There were 1,533 households, out of which 27.2% had children under the age of 18 living with them, 50.8% were married couples living together, 9.8% had a female householder with no husband present, and 34.6% were non-families. 28.1% of all households were made up of individuals, and 9.8% had someone living alone who was 65 years of age or older. The average household size was 2.33 and the average family size was 2.84.

In the town, the population was spread out, with 21.7% under the age of 18, 6.8% from 18 to 24, 25.8% from 25 to 44, 30.8% from 45 to 64, and 14.9% who were 65 years of age or older. The median age was 42 years. For every 100 females, there were 103.5 males. For every 100 females age 18 and over, there were 100.1 males.

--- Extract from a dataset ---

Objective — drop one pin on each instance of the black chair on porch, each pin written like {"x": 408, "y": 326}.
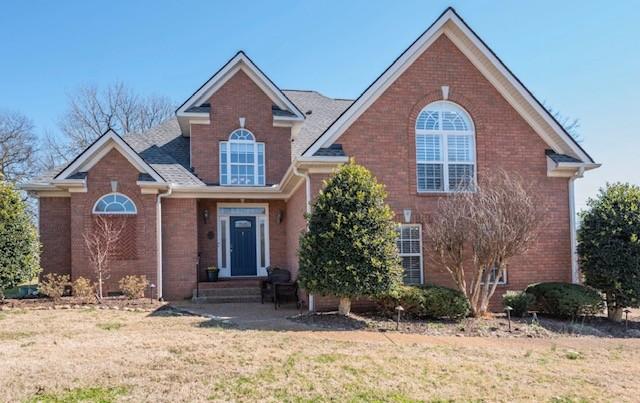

The median income for a household in the town was $42,125, and the median income for a family was $48,789. Males had a median income of $31,134 versus $22,375 for females. The per capita income for the town was $22,311. About 3.6% of families and 6.8% of the population were below the poverty line, including 7.2% of those under age 18 and 6.3% of those age 65 or over.

Historical population
| Census | Pop. | Note | %± |
| 1820 | 723 |  | — |
| 1830 | 797 |  | 10.2% |
| 1840 | 693 |  | −13.0% |
| 1850 | 752 |  | 8.5% |
| 1860 | 1,074 |  | 42.8% |
| 1870 | 1,041 |  | −3.1% |
| 1880 | 1,223 |  | 17.5% |
| 1890 | 1,377 |  | 12.6% |
| 1900 | 1,465 |  | 6.4% |
| 1910 | 1,482 |  | 1.2% |
| 1920 | 1,297 |  | −12.5% |
| 1930 | 1,730 |  | 33.4% |
| 1940 | 1,467 |  | −15.2% |
| 1950 | 1,621 |  | 10.5% |
| 1960 | 2,429 |  | 49.8% |
| 1970 | 2,806 |  | 15.5% |
| 1980 | 3,394 |  | 21.0% |
| 1990 | 3,211 |  | −5.4% |
| 2000 | 3,578 |  | 11.4% |
| 2010 | 3,515 |  | −1.8% |
| 2020 | 3,502 |  | −0.4% |
U.S. Decennial Census

== Communities and locations in the Town of Lake George ==
- Big Hollow - A hamlet northwest of Lake George village.
- Bloody Pond - A pond in the southern part of town that received its name from the Battle of Lake George.
- Crosbyside - A hamlet east of Lake George village.
- Diamond Point - A hamlet north of Lake George village on the western shore of Lake George. This hamlet has ZIP code 12824.
- Fort William Henry - The reconstructed historic fort is in Lake George village, originally built by the British during the French and Indian War.
- Lake George - A village located at the southern end of Lake George.
- Prospect Mountain - A mountain near Big Hollow.